Rick Rude is nearly as underrated as Angle. Rude was one of pro wrestling’s consummate journeyman, initially making his name in World Class Championship Wrestling, where he was world champion, before moving through Jim Crockett Promotions and eventually WWE. It was there that he found his greatest fame through feuds with Jake “The Snake” Roberts and The Ultimate Warrior.

Rude took the role of vain, bodybuilding heel to unseen levels of obnoxiousness. He’d have his manager, Bobby Heenan, oil him up before matches. His tights would be airbrushed with images of the wives of his enemies, a motif he took on the road to Live with Regis and Kathie Lee. As good as he was at all of that, when he went to WCW after his WWE run, he toned it all down to become a menacing bruiser; he still flexed and gyrated, but any hint of humor was gone. In its place was a sense of danger, backed up by the fact that, despite WWE’s reluctance to let its wrestlers put on extended technical displays, he could go.

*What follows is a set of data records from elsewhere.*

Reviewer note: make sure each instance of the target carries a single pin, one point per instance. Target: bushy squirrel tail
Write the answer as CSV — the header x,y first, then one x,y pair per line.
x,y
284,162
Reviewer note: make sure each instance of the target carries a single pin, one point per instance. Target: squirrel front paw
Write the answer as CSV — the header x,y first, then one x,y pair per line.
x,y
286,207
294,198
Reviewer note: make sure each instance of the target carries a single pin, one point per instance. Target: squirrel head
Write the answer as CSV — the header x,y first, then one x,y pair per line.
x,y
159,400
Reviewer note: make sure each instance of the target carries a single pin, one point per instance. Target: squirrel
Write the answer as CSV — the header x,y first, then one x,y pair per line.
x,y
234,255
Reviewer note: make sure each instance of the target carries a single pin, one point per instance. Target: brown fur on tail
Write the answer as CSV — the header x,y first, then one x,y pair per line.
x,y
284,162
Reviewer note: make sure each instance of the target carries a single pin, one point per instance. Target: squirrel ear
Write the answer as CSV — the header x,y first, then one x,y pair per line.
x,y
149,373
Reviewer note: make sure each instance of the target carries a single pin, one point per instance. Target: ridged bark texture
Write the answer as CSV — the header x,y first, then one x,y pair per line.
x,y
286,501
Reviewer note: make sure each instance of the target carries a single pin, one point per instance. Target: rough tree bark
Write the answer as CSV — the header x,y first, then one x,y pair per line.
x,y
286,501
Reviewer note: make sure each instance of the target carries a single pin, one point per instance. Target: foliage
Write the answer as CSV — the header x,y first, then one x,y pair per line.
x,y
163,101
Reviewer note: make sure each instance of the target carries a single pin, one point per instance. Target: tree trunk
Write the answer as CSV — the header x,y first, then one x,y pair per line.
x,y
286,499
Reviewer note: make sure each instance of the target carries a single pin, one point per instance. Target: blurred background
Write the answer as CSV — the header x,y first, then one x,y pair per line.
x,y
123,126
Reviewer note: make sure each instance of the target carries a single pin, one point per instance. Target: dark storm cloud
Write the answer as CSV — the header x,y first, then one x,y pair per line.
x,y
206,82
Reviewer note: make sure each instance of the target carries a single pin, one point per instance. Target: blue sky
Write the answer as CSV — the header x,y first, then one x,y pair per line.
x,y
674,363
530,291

Lastly, the Hall is inducting Diamond Dallas Page. Page’s entire career arc has been decidedly odd. He was a midcard manager in the early ’90s when he decided he wanted to transition to pro wrestler. Which was fine, other than the fact that he was nearly 40 years old when he started wrestling in earnest. Against all odds, he succeeded, even thrived. Along with Sting, he was WCW’s biggest babyface during wrestling’s hot period in the late 90s; for him to reach midcard status after going from barely wrestling to full-time in his 40s would have been too much to expect, but to become nearly as big as Sting was unthinkable. And it wasn’t simply a case of giving the old guy a run—Page was legitimately good and wildly popular.

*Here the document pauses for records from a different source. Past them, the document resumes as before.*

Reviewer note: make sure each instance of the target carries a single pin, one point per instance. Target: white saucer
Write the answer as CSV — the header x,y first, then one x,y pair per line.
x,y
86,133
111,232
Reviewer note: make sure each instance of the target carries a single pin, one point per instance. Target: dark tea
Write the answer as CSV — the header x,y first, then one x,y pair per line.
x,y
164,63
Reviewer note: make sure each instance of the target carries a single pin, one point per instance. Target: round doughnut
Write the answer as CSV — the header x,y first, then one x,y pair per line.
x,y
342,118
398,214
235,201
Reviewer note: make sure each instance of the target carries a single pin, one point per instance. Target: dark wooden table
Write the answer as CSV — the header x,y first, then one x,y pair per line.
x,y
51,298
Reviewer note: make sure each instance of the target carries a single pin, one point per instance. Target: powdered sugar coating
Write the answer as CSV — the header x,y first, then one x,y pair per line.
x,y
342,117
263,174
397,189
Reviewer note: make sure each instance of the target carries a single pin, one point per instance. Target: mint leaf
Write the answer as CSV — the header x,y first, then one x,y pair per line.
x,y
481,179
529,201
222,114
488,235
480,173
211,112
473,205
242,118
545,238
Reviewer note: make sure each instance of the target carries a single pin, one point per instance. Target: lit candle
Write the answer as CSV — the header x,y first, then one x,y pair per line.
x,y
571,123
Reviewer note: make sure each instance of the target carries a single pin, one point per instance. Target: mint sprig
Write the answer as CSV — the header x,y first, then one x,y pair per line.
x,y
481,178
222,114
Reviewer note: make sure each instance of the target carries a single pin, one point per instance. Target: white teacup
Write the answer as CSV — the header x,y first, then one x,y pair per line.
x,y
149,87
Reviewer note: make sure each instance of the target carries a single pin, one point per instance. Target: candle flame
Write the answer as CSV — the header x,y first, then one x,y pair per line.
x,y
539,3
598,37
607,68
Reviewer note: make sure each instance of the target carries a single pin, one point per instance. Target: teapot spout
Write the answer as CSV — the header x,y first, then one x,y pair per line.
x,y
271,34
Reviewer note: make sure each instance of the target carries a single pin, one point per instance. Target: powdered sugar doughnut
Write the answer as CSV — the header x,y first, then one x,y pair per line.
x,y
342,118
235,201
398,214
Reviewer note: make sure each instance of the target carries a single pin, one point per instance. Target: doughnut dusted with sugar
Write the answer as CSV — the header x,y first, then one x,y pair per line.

Page’s second act is even stranger. In the 2000s, he started hocking his own take on yoga, called DDP Yoga. Pitched as a path to wellness with a hint of a carnival barker’s call, Page’s late life calling as a health and wellness guru actually worked. He has been credited with personally saving the lives of down on their luck wrestlers, including luminaries like Jake Roberts and Scott Hall, and with preserving the health of wrestlers in middle age like Chris Jericho. The stakes were and are so much bigger out of the ring than in it for these men and women as they wind down. Page getting into the Hall is recognition of that.

Taken together, this is one of those Hall of Fame classes that stirs the memory and emotions. If WWE claims guardianship over pro wrestling’s past, this year they’ve done a stellar job at that task.